Purwokerto — Di tengah tuntutan akademik, tekanan organisasi, ekspektasi keluarga, lingkungan sosial, dan perkembangan teknologi yang cepat, banyak mahasiswa berada dalam kondisi mental yang tidak stabil. Deadline, rasa takut gagal, serta kekhawatiran menghadapi masa depan sering membuat mahasiswa kewalahan.

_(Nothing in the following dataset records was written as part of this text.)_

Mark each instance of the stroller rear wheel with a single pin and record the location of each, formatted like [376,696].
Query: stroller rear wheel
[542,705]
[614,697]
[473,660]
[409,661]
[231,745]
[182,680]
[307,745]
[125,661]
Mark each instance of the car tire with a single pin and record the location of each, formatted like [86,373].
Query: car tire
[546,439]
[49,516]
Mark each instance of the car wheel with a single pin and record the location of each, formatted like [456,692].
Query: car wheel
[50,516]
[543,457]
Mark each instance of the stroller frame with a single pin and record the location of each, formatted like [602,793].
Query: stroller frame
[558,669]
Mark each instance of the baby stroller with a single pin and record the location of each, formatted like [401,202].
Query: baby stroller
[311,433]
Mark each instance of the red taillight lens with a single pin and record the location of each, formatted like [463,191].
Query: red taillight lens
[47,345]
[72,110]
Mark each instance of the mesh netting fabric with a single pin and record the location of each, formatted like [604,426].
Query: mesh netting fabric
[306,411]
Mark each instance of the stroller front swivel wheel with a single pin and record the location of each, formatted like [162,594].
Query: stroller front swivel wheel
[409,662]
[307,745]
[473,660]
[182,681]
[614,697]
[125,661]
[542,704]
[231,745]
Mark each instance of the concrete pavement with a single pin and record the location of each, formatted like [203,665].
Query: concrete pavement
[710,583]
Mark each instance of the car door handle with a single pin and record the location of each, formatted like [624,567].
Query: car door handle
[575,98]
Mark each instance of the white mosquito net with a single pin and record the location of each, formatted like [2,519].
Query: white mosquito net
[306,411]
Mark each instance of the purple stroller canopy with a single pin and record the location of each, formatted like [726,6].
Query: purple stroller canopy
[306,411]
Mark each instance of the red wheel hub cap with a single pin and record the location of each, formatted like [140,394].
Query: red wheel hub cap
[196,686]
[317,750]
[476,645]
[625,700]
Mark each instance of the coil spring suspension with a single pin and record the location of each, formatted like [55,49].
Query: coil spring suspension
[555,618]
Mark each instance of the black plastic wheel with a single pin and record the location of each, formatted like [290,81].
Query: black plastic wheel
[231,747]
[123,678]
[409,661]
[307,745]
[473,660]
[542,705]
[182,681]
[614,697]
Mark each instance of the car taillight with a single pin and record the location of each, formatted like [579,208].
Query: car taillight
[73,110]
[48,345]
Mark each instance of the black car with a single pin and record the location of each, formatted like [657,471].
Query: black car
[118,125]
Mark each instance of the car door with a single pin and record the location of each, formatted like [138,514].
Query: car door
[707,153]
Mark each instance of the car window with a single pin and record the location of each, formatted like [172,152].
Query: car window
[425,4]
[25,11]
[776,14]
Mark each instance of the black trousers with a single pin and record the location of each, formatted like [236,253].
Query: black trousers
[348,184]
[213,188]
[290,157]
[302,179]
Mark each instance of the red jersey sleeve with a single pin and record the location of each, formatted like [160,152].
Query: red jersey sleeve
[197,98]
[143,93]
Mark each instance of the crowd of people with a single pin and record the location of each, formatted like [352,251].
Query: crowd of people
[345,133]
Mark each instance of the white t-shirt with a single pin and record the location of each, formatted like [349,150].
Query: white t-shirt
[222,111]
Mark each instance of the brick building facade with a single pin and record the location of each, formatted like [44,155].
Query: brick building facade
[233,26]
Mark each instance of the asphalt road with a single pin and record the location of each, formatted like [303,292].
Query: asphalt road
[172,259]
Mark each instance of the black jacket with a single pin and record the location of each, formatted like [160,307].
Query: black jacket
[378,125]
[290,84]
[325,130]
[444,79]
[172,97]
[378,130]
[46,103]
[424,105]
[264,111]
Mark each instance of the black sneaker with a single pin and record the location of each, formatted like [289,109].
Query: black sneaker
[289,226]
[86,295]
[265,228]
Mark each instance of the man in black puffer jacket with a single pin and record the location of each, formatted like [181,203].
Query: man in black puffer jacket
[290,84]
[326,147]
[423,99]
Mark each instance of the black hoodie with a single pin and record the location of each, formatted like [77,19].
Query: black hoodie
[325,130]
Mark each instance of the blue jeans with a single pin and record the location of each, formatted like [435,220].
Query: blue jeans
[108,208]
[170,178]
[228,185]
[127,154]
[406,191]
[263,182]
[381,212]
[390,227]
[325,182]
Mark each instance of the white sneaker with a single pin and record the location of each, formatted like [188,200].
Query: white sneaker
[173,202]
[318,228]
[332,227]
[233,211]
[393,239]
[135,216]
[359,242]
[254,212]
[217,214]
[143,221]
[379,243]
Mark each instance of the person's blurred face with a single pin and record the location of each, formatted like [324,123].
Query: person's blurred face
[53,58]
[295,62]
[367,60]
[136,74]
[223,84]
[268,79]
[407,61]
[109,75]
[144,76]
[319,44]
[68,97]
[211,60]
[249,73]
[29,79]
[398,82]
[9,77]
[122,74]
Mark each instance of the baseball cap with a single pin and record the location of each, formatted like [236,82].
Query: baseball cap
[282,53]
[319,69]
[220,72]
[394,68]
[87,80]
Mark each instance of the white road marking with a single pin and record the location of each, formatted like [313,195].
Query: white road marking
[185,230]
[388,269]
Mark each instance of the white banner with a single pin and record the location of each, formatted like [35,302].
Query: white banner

Survei I-NAMHS (Indonesia National Adolescent Mental Health Survey) tahun 2022 menunjukkan sekitar 15,5 juta atau 34,9% remaja mengalami masalah kesehatan mental. Kondisi ini mengganggu konsentrasi, menurunkan produktivitas, dan memengaruhi prestasi. Banyak mahasiswa kesulitan menentukan prioritas, sehingga semakin tertekan.
Lalu, apa solusi yang bisa ditempuh?
Jawabannya yaitu stoikisme, filsafat kuno yang dipelopori Zeno dari Citium dan kemudian berkembang melalui tokoh seperti Cicero hingga Marcus Aurelius. Stoikisme kembali populer karena nilai-nilainya dianggap sesuai dengan tantangan masa kini.
Secara sederhana, stoik berarti orang yang sabar dan ikhlas. Menurut Fahruddin Faiz, Dosen Filsafat UIN Sunan Kalijaga Yogyakarta, stoikisme mengajarkan kita untuk mengendalikan hal-hal yang berada dalam kuasa kita dan menerima hal-hal yang berada di luar kendali. Ia menegaskan bahwa kita tidak dianjurkan menghabiskan energi untuk memikirkan hal yang tidak bisa kita ubah.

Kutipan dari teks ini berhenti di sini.